For the AI arms race led by OpenAI, Anthropic, and Google, these figures are not a signal that AI computing demand has peaked. Instead, they indicate that leading AI application developers are raising the competitive barriers from merely "AI model training costs" to a comprehensive "AI inference war" encompassing capital, computing power, electricity, chip supply chains, and data center execution capabilities.
Initiatives like the Stargate project, involving OpenAI, Oracle Corp (NYSE: ORCL), and SoftBank Group Corp (TYO: 9984), are advancing U.S. AI data center plans to nearly 7 gigawatts of capacity, with over $400 billion in investments projected over the next three years, moving toward targets of $500 billion and 10 gigawatts.
For investors currently focused on the prospects of enterprise AI applications, OpenAI's latest performance data delivers a dual message: Enterprise AI is transitioning from pilot projects to agent-driven workflows aimed at cost reduction and efficiency gains.

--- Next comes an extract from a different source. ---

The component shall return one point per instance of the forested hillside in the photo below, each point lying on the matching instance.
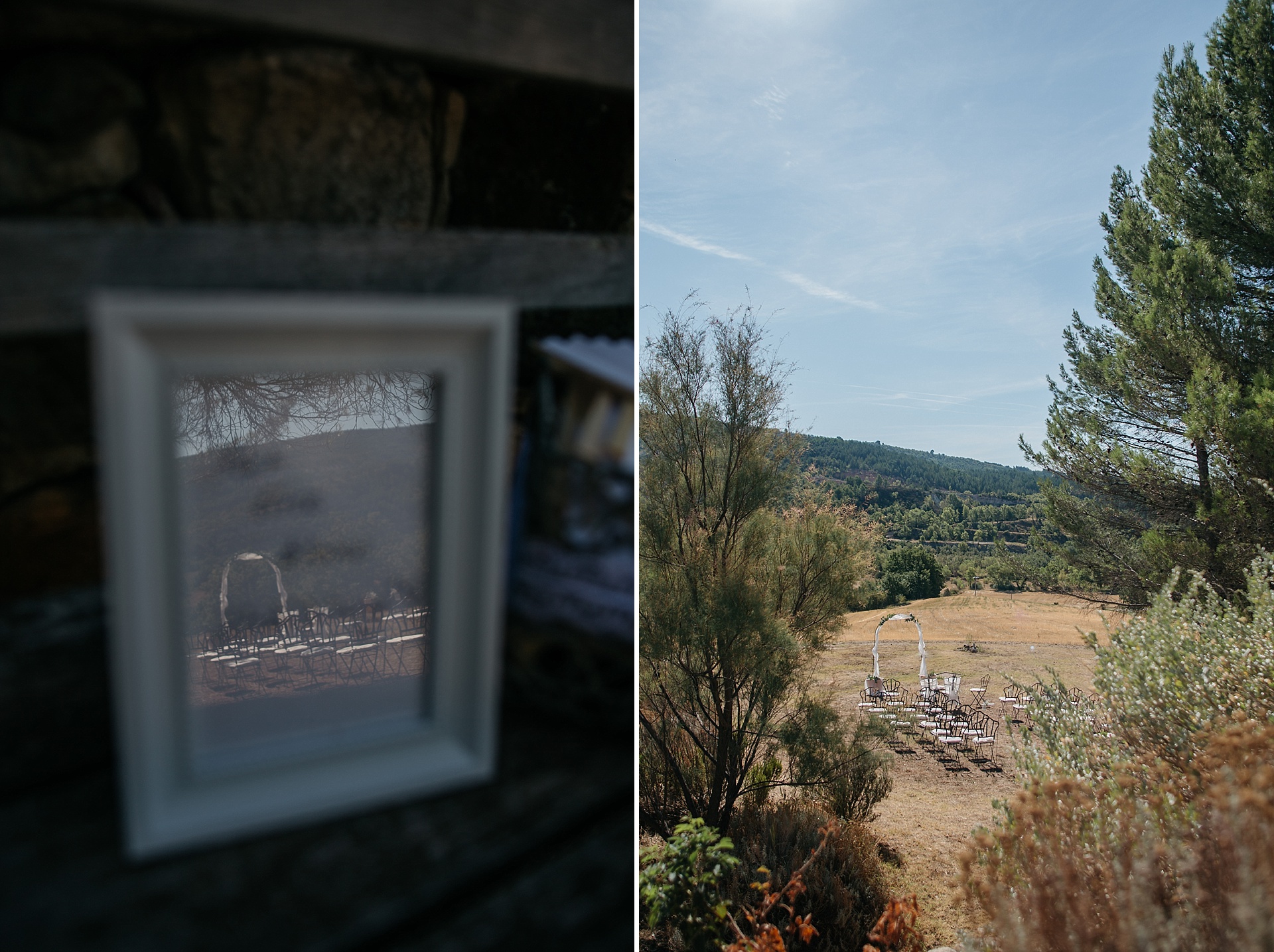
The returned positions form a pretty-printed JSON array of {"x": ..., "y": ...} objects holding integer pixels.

However, its commercialization must prove that high-frequency usage can be converted into high-quality cash flow.
OpenAI has stated that its Codex product has become one of its fastest-growing enterprise offerings, used by over 4 million developers weekly. Enterprises are accelerating its adoption for code review, automated resource provisioning, test coverage, incident response, and reasoning across large codebases within the software development lifecycle. OpenAI is also leveraging consulting and system integration partners like Accenture, Capgemini, PwC, and Infosys to accelerate Codex's integration into large enterprise workflows.